Jusqu’à la première moitié du XIX siècle Nanterre est encore une bourgade rurale où se pratique l’élevage et la céréaliculture. À partir de 1838 le bourg devient desserte ferroviaire, suite à l’ouverture de la ligne vers Saint-Germain-en-Laye. Commence ainsi le développement de la ville grâce à l’installation de nombreuses industries ( automobiles et cycles, Donnet, Simca, métallurgie, alimentation, papeterie) attirées par la disponibilité de terrains peu chers et bien desservis. Pendant la période 1900-1936 la ville de Nanterre triple sa population, en passant de 14.000 à 46.000 habitants, principalement des ouvriers. La reconstruction après la Seconde Guerre mondiale contribue à augmenter davantage la population. Depuis l’Italie, le Portugal, le Maroc et l’Algérie, des milliers de travailleurs immigrés s’installent dans des bidonvilles. En 1960, environ 14.000 personnes vivent dans des conditions de précarité à Nanterre.
Les problèmes d’ordre social et d’hygiène se multiplient, tant et si bien qu’au début des années 1960 il est proposé la construction des cités de transit, où loger les familles en attendant un relogement en HLM.
“Le dernier des grands bidonvilles de Nanterre, celui de la rue des Valenciennes, à proximité de l’unité pédagogique d’architecture, vient de disparaitre. L’ultime coup de pioche à été donné mercredi. En 1965 les bidonvilles occupaient à Nanterre une superficie de 18 hectares où vivaient 16.500 personnes. Pour reloger les isolés, des foyers d’hôtels ont été construits, tandis que les familles étaient installées dans les HLM des PSR ( Programmes Sociaux de Relogement) et des cités de transit comportant 340 logements de norme HLM réalisés en six mois. Dans les mois qui viennent, les dernières baraques isolées seront détruites.”  Dépêche AFP (Agence France Presse) à propos de la résorption des bidonvilles à Nanterre, 23 décembre 1970.

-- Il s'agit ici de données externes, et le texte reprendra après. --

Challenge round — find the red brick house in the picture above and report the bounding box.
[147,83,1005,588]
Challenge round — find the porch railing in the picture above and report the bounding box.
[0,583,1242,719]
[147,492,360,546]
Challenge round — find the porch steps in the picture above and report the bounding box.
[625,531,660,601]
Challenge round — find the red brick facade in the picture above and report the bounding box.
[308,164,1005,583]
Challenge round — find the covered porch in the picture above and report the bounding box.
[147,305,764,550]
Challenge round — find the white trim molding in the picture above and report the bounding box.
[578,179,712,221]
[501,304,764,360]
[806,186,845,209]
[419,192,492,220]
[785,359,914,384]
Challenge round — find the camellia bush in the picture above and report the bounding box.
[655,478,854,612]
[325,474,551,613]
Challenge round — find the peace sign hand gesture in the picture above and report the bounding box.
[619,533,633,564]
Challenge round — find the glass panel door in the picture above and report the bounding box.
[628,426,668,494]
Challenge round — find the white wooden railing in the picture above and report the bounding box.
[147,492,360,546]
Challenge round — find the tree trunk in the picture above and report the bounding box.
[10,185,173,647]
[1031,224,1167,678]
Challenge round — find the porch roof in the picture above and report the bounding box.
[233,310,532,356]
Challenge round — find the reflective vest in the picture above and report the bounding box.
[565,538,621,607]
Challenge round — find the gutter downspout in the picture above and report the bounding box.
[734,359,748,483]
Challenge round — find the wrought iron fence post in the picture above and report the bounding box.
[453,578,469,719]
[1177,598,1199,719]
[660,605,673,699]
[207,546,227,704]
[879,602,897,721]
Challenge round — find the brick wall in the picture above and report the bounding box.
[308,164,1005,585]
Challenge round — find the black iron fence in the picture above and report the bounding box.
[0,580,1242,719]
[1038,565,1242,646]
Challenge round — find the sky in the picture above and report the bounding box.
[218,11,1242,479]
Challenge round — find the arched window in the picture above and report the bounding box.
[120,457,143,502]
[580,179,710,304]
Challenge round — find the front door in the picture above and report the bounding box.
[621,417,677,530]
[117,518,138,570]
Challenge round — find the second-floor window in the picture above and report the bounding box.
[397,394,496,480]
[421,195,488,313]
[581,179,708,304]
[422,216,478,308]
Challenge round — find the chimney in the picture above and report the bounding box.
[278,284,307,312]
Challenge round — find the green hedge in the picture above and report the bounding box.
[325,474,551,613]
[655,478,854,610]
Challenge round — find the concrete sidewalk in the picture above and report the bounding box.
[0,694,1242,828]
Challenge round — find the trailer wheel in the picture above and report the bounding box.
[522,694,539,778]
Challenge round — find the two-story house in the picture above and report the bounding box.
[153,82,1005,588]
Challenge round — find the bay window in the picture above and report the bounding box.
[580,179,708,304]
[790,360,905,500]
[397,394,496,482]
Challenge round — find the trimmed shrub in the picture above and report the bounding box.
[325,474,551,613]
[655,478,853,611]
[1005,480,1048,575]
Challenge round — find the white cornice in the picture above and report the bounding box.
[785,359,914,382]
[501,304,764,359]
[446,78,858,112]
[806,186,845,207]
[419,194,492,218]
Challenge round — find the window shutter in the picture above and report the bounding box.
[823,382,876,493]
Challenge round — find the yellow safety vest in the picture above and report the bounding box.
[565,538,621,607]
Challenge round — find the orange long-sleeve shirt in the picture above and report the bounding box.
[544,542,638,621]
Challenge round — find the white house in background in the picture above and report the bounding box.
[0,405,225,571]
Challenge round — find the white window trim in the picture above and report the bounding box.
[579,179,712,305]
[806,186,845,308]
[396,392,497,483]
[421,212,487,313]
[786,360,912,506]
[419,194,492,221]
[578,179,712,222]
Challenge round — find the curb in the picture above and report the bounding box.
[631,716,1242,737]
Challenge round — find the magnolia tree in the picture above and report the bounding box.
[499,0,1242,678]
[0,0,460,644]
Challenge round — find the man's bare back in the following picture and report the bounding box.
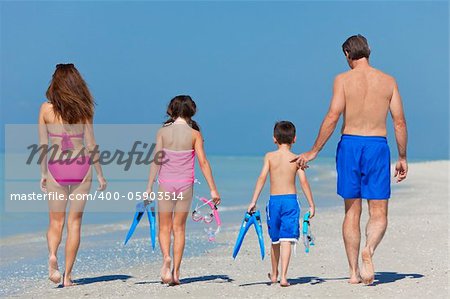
[337,65,396,136]
[291,35,408,284]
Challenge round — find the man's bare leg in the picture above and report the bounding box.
[280,241,291,287]
[342,198,361,284]
[268,243,280,283]
[361,200,388,284]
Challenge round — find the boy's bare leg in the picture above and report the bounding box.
[280,241,291,287]
[361,200,388,284]
[269,243,280,283]
[342,198,361,284]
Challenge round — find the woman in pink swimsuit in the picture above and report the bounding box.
[146,95,220,285]
[39,64,106,286]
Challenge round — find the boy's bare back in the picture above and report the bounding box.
[266,148,298,195]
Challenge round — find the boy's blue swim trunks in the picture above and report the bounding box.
[336,135,391,199]
[266,194,300,244]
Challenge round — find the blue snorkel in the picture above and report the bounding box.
[302,212,314,253]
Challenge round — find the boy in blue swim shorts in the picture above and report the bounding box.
[248,121,315,286]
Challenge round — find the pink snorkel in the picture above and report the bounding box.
[192,197,222,242]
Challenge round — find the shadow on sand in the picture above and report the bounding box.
[135,275,233,284]
[372,272,424,286]
[180,275,234,284]
[60,274,132,287]
[239,276,347,287]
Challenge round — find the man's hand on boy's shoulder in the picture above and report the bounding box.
[247,202,256,213]
[290,150,317,170]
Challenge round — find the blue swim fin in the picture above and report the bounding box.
[233,213,253,259]
[302,212,314,253]
[252,211,266,259]
[147,202,156,251]
[124,211,144,245]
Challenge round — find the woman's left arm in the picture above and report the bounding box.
[194,131,220,205]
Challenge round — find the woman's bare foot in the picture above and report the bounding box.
[348,273,361,284]
[62,273,77,288]
[161,256,172,284]
[267,272,278,283]
[361,247,375,284]
[48,256,61,284]
[170,270,180,286]
[280,278,291,287]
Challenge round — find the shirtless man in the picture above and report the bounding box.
[291,35,408,284]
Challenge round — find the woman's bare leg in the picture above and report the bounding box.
[63,171,91,286]
[47,173,68,283]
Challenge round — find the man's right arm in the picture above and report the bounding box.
[291,74,345,169]
[389,83,408,182]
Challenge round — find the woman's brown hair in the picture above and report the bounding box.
[46,63,95,124]
[164,95,200,131]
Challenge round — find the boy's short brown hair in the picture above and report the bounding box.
[273,120,295,144]
[342,34,370,60]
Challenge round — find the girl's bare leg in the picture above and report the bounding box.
[172,188,192,285]
[158,190,174,283]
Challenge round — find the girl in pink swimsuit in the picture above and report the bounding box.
[39,64,106,286]
[146,95,220,285]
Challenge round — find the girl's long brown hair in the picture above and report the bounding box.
[164,95,200,131]
[46,63,95,124]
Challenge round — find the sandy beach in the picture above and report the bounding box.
[4,161,449,298]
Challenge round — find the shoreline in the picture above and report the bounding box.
[1,161,450,298]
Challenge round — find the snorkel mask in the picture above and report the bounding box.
[302,212,315,253]
[192,196,222,242]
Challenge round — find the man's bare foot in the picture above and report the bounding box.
[267,272,278,283]
[48,256,61,284]
[361,247,375,284]
[161,256,172,284]
[170,270,180,286]
[280,278,291,287]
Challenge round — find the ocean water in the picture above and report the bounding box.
[0,156,342,296]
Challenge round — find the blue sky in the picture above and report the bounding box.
[0,1,449,159]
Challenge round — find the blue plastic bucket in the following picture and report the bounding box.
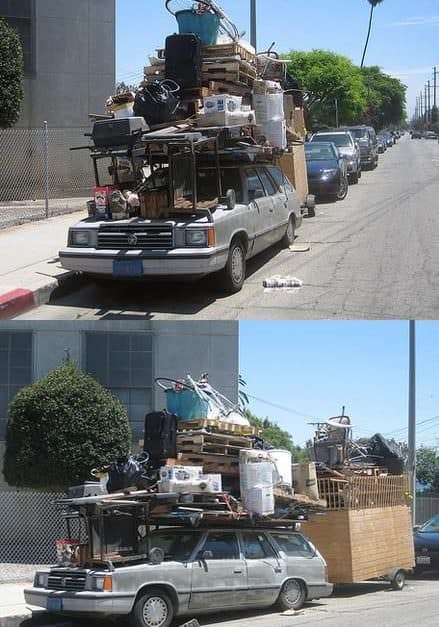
[175,9,221,46]
[165,389,209,420]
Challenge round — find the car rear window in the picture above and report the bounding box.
[271,533,314,557]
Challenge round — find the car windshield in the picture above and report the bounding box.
[149,531,199,562]
[419,516,439,533]
[305,142,337,161]
[313,133,352,148]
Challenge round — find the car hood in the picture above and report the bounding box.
[306,159,338,175]
[413,532,439,551]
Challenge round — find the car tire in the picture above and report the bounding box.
[336,176,349,200]
[390,570,405,590]
[281,216,296,248]
[277,579,307,611]
[218,239,247,294]
[130,589,174,627]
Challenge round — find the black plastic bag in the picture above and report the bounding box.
[134,80,180,126]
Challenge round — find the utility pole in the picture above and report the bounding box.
[250,0,258,50]
[408,320,416,526]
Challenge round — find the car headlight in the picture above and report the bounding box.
[34,573,49,588]
[70,231,90,246]
[92,575,113,592]
[322,168,337,178]
[186,229,215,248]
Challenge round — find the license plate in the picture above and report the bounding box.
[416,555,431,564]
[113,259,143,277]
[47,597,62,612]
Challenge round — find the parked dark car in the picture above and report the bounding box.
[413,514,439,572]
[305,141,349,200]
[341,125,379,169]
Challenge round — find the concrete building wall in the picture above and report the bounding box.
[0,321,239,487]
[17,0,116,128]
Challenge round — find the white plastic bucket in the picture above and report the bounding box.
[268,449,293,487]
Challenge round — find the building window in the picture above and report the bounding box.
[0,331,32,440]
[85,332,153,441]
[0,0,35,74]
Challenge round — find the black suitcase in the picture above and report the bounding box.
[166,35,203,89]
[143,411,177,470]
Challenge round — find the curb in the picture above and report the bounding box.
[0,272,76,318]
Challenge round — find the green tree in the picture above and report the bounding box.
[3,361,130,489]
[285,50,367,129]
[0,18,23,128]
[361,0,384,67]
[416,446,439,489]
[361,66,407,129]
[246,410,309,463]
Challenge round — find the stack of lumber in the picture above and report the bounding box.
[177,419,255,477]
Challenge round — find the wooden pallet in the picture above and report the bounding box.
[203,43,257,65]
[177,418,256,436]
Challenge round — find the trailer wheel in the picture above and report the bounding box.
[277,579,306,610]
[390,570,405,590]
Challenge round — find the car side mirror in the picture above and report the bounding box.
[220,189,236,211]
[148,547,165,566]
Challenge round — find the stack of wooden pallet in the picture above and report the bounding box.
[177,420,255,480]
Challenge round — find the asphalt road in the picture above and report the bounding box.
[20,576,439,627]
[18,136,439,320]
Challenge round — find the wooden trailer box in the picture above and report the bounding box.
[303,477,415,583]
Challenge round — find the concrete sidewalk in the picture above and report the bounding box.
[0,211,86,320]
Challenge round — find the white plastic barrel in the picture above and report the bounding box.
[268,449,293,487]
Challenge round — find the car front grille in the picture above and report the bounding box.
[47,572,87,592]
[98,225,173,250]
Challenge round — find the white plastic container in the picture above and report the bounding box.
[204,94,242,115]
[269,449,293,488]
[242,485,274,516]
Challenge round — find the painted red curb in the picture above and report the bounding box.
[0,289,36,320]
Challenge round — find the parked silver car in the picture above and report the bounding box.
[59,164,302,292]
[24,528,333,627]
[310,130,361,183]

C’est seulement après le vote de la loi Vivien, en 1970 que les derniers bidonvilles sont détruits, pour faire place aux logements provisoires (cités de transit), dont une partie disparaîtra en 1985.

“Sous l’égide du ministère de la Reconstruction, l’État lance dès le début des années 1950 des opérations de construction de logements, dont le programme des 4 000 logements en région parisienne. À Nanterre, les architectes Camelot, Zehrfuss et de Mailly, déjà en charge de la conception du quartier d’affaires de La Défense et du CNIT, sont désignés pour mener ce projet. Entre 1956 et 1958, sortent ainsi de terre les cités Provinces-Françaises et Marcelin-Berthelot. Ces cités bénéficient d’un système novateur de préfabrication et proposent le confort moderne : eau courante, électricité, WC intérieur, salle de bain. Néanmoins, elles sont à l’origine très isolées et ne bénéficient pas de services de proximité.” citation contenue dans le livret de visite de l’exposition “Zone B : Nanterre et La Défense (1950-1980)” organisée en 2018 par les Archives départementales des Hauts-de-Seine.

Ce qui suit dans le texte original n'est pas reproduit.